In Grand Court on Friday, Walter Jordan McLaughlin was sentenced to 12 years imprisonment after a jury found him guilty of possessing an unlicensed .38 revolver.
The same jury found Keith Rohan Montaque guilty of possessing the .38 revolver and a 9mm pistol. He received two sentences of 15 years, to be served concurrently.
In passing sentence, Justice Paul Worsley said it was an aggravating factor that both firearms were loaded when police found them in a house occupied by both men at the time of the officers’ search in February 2015.
“The rise in gun crime over recent years has been a curse to the peace-loving community of Cayman,” the judge said.
The mandatory minimum sentence is 10 years unless there is some exceptional circumstance. The judge found none. He agreed with defense attorneys that the guns were not out on the street, they were not used to threaten anyone, they were not used in the course of a crime. These facts, however, were not mitigating; they were only an absence of further aggravating features.
McLaughlin, now 29, was represented by attorney Alice Carver. Montaque, now 28, was represented by attorney Lee Halliday-Davis.
The jury had not been told that this was a retrial.
The men had been tried in October 2015 after pleading not guilty. After the prosecution’s case was completed, defense attorneys successfully argued that there was no case to answer because, although the defendants’ DNA had been found on one or both of the guns, there was no evidence as to how or when it came to be there. They pointed out that it could have happened through secondary transfer (such as shaking hands with someone who then touches the gun) rather than direct transfer.
Justice Seymour Panton agreed and the men were acquitted.
In August, 2016, senior Crown counsel Candia James argued in the Court of Appeal against that decision. The higher court judges agreed and ordered a retrial. They said Justice Panton’s approach was erroneous in law because it failed to give weight to other, circumstantial, evidence.
For this second trial, there was much evidence that was agreed. Police went to the residence with a search warrant around 5 a.m. on Sunday Feb. 8, 2015. McLaughlin lived there with his father; Montaque had been staying there about four days and sleeping there, in a middle bedroom, every other night; he was there when police arrived.
Officers discovered the guns in the lining of a box spring under the mattress in the room where Montaque slept.
The officers who discovered the guns did not touch them. Two other officers were called to deal with the guns and they did not have any dealings with the defendants.
The guns were swabbed and tested. No fingerprints were recovered from either gun. The revolver was found to have the DNA of both men; the pistol had Montaque’s, but not McLaughlin’s.
In her summing up, Ms. James pointed out that the guns were not in an area where someone could have casually deposited them. She agreed that nobody saw either defendant holding a gun. But “there is no reliable evidential reason to ignore what is staring you in the face – the obvious, inevitable conclusion is that their DNA is there because they handled the guns,” she said.
In reply, Ms. Carver argued that there were multiple opportunities for secondary transfer of the defendants’ DNA, such as from sheets or towels, and it was not known how many people had keys to the house. Ms. Halliday-Davis pointed out that because Montaque had occupied the middle bedroom did not mean that no one else had.
Justice Worsley emphasized the jurors’ need to be sure of guilt before they could convict. Neither defendant gave evidence, but that was their right, he pointed out. “Do not assume simply because they kept quiet that they are guilty,” he said.
There was no explanation as to why their DNA was on one or both guns, the judge noted.
Montaque had been interviewed by police and said he knew nothing about the guns. McLaughlin was interviewed with his attorney present and exercised his right to make no comment.
Justice Worsley said the jury was entitled to conclude that the defendants’ silence at their trial was because they could not answer the prosecution’s case.
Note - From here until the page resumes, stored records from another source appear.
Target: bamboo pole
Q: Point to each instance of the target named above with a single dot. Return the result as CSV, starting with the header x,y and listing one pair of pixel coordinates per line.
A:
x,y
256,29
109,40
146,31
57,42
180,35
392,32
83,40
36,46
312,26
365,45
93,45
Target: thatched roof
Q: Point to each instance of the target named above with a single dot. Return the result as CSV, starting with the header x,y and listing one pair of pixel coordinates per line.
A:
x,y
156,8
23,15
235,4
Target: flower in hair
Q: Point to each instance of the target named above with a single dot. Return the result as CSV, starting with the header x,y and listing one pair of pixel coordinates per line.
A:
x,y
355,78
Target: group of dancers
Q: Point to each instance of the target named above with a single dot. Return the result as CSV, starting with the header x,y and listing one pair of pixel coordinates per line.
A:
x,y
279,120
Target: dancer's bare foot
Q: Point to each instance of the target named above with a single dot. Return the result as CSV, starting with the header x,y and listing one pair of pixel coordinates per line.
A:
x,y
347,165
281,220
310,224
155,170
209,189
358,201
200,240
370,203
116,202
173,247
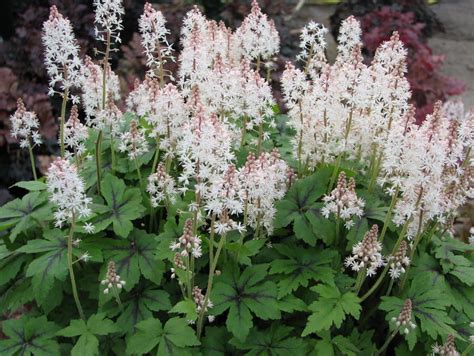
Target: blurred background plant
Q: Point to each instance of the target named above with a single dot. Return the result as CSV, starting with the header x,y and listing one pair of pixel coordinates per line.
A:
x,y
23,74
415,22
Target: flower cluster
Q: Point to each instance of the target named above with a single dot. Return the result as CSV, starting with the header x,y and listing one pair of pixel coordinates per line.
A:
x,y
432,169
112,280
75,133
134,141
258,36
448,349
67,192
263,181
153,33
188,244
403,320
108,19
178,264
201,304
312,45
25,126
366,254
161,187
61,51
223,200
399,261
92,91
343,201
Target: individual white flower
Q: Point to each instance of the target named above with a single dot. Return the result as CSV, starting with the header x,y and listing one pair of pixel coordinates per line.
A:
x,y
67,192
61,52
256,100
92,90
75,133
404,319
313,46
24,126
366,255
223,200
343,201
399,262
134,141
258,36
200,301
161,187
178,264
263,181
194,59
164,111
447,349
89,228
204,150
153,33
188,244
108,19
85,257
348,38
110,118
112,280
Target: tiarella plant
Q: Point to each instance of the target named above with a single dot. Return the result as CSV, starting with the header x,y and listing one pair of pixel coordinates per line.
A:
x,y
203,221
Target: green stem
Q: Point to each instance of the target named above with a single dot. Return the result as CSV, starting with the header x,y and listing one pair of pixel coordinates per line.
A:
x,y
387,266
389,214
468,350
32,160
390,286
260,139
211,240
139,173
418,237
112,151
375,172
63,118
212,270
359,281
244,131
157,155
98,159
334,172
117,298
387,342
71,270
300,140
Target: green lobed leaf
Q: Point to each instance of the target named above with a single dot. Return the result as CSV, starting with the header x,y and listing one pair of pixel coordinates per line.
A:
x,y
243,293
140,305
301,266
299,199
331,308
123,205
22,214
135,256
273,341
88,343
29,336
172,339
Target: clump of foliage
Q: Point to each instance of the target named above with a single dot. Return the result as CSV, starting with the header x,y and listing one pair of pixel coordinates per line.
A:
x,y
415,22
202,221
426,82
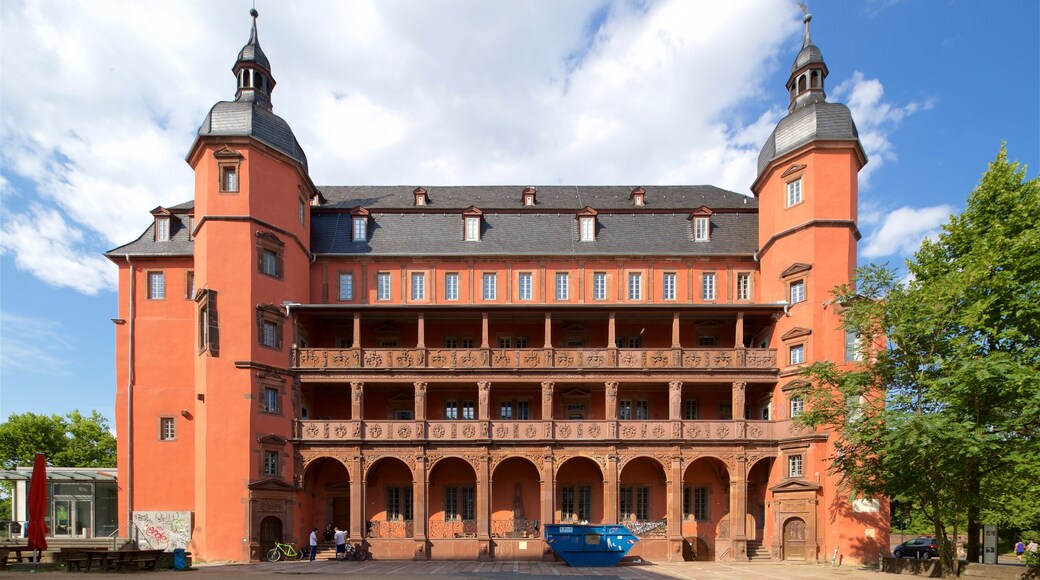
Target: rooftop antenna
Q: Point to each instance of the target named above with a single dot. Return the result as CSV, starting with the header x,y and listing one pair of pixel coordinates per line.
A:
x,y
806,19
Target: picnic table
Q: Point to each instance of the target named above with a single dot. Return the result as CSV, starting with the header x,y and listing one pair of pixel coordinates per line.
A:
x,y
109,560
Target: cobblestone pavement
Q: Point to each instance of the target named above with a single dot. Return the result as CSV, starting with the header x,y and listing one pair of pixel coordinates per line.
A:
x,y
527,570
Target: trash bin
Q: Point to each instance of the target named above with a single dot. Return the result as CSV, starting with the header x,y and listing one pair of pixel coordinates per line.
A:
x,y
180,561
590,546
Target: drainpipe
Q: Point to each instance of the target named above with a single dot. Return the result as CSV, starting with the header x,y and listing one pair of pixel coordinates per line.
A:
x,y
130,380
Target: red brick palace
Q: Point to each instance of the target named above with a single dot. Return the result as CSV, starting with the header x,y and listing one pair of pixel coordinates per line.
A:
x,y
442,370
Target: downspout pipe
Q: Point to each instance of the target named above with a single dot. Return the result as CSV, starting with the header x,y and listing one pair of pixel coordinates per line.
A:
x,y
130,381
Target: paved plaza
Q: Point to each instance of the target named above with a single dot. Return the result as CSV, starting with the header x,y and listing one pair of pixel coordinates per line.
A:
x,y
527,570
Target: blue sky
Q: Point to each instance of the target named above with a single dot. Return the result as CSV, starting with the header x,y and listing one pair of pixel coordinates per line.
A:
x,y
100,101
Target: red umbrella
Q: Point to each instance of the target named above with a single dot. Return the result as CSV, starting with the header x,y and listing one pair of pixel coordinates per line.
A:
x,y
37,505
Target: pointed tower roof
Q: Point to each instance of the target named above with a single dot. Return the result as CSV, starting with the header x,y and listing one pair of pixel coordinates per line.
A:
x,y
810,116
252,51
250,114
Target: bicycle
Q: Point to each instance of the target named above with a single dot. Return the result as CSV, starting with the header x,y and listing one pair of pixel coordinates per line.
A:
x,y
287,550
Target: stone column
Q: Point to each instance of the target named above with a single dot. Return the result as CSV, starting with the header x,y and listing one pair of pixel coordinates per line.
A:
x,y
738,506
611,483
738,399
675,509
484,507
420,401
548,493
419,508
354,468
484,400
547,401
357,400
675,400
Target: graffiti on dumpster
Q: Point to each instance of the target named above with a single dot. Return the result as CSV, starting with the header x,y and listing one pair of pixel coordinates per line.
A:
x,y
163,530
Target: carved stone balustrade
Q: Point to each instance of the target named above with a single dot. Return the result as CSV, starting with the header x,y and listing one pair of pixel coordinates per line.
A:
x,y
356,431
759,359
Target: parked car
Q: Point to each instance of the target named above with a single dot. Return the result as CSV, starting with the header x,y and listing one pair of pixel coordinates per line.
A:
x,y
923,548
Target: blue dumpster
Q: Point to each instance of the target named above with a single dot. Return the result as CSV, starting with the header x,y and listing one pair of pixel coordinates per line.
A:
x,y
180,562
590,546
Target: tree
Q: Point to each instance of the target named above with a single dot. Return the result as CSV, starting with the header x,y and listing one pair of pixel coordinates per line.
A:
x,y
70,441
945,405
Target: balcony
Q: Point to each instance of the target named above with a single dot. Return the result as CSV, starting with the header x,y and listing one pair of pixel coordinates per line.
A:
x,y
515,359
544,431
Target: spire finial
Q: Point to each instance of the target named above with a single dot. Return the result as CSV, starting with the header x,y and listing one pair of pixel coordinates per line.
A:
x,y
806,19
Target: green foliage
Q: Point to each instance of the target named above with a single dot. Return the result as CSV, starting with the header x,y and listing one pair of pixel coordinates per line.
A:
x,y
944,412
70,441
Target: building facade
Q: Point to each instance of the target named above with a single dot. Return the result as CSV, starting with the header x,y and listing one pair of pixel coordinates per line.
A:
x,y
441,370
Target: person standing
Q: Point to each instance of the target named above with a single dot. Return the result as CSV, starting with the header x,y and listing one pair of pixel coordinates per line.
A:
x,y
340,536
But, he cautioned, jurors could only reach that conclusion if they were sure that the case was so strong it called for an answer; and that the only sensible explanation for not giving evidence was that they had no defense to put forward.
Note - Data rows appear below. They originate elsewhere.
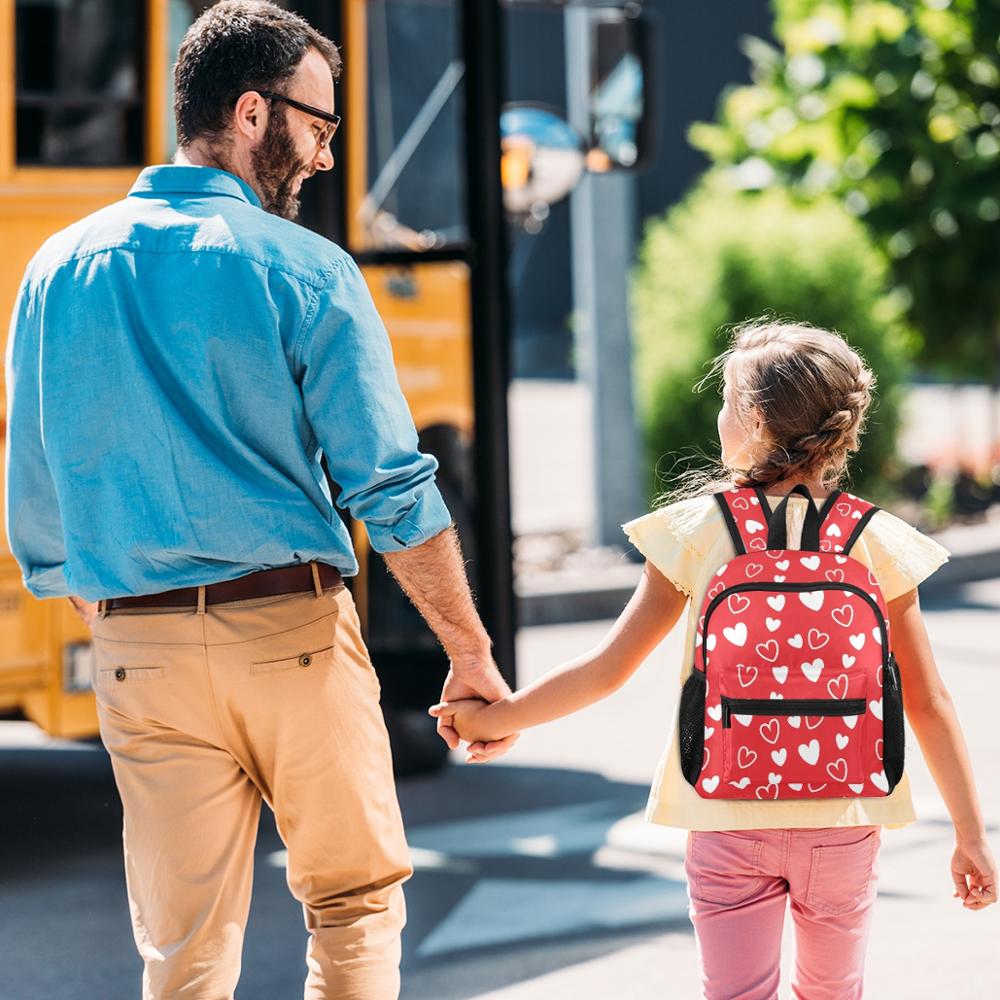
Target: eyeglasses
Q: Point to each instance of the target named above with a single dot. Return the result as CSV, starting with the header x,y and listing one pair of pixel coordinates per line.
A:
x,y
324,137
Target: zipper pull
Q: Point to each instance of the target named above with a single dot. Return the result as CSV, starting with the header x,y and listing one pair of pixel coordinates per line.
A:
x,y
893,672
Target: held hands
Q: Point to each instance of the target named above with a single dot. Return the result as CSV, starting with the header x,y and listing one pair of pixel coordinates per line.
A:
x,y
475,678
470,718
974,873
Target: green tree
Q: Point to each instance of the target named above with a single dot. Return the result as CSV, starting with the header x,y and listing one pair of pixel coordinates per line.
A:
x,y
894,108
723,256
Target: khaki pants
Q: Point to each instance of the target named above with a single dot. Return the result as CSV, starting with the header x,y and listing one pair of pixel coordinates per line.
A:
x,y
207,712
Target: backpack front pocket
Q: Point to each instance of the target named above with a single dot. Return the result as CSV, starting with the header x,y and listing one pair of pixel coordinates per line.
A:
x,y
793,748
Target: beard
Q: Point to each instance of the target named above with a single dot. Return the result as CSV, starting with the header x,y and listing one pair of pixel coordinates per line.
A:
x,y
275,169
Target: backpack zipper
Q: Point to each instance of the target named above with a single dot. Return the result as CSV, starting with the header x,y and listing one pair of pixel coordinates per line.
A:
x,y
773,587
789,706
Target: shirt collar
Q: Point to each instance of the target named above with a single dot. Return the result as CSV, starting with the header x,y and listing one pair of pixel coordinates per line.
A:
x,y
175,178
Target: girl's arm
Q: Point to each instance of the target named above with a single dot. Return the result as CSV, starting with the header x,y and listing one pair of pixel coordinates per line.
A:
x,y
651,613
932,716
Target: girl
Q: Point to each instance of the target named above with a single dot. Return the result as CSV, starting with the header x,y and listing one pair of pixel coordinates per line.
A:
x,y
795,400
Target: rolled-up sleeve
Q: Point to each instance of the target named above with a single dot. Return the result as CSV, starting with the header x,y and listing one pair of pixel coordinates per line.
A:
x,y
361,420
33,522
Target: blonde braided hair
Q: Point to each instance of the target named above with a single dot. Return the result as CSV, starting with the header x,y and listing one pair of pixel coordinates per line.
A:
x,y
811,391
After the jury’s unanimous verdicts, Ms. Carver and Ms. Halliday-Davis spoke in mitigation. Both pointed out that the men had been released from custody after Justice Panton acquitted them; they had found jobs and stayed out of trouble, but were taken back into custody after the Court of Appeal’s decision. They asked for credit for that time and the judge agreed.
Ms. Carver pointed out that 10 years for a firearm conviction means a full 10 years, with no opportunity for early release on license. Ms. Halliday-Davis asked the judge to consider that for a man of 28, 10 years is a long, long time.
The men had faced a third charge involving possession of a pouch with eight rounds of live .38 ammunition found in the living room of the house. No fingerprints were recovered from the ammunition and no forensic tests were conducted on the pouch. On this charge the jury found both men not guilty.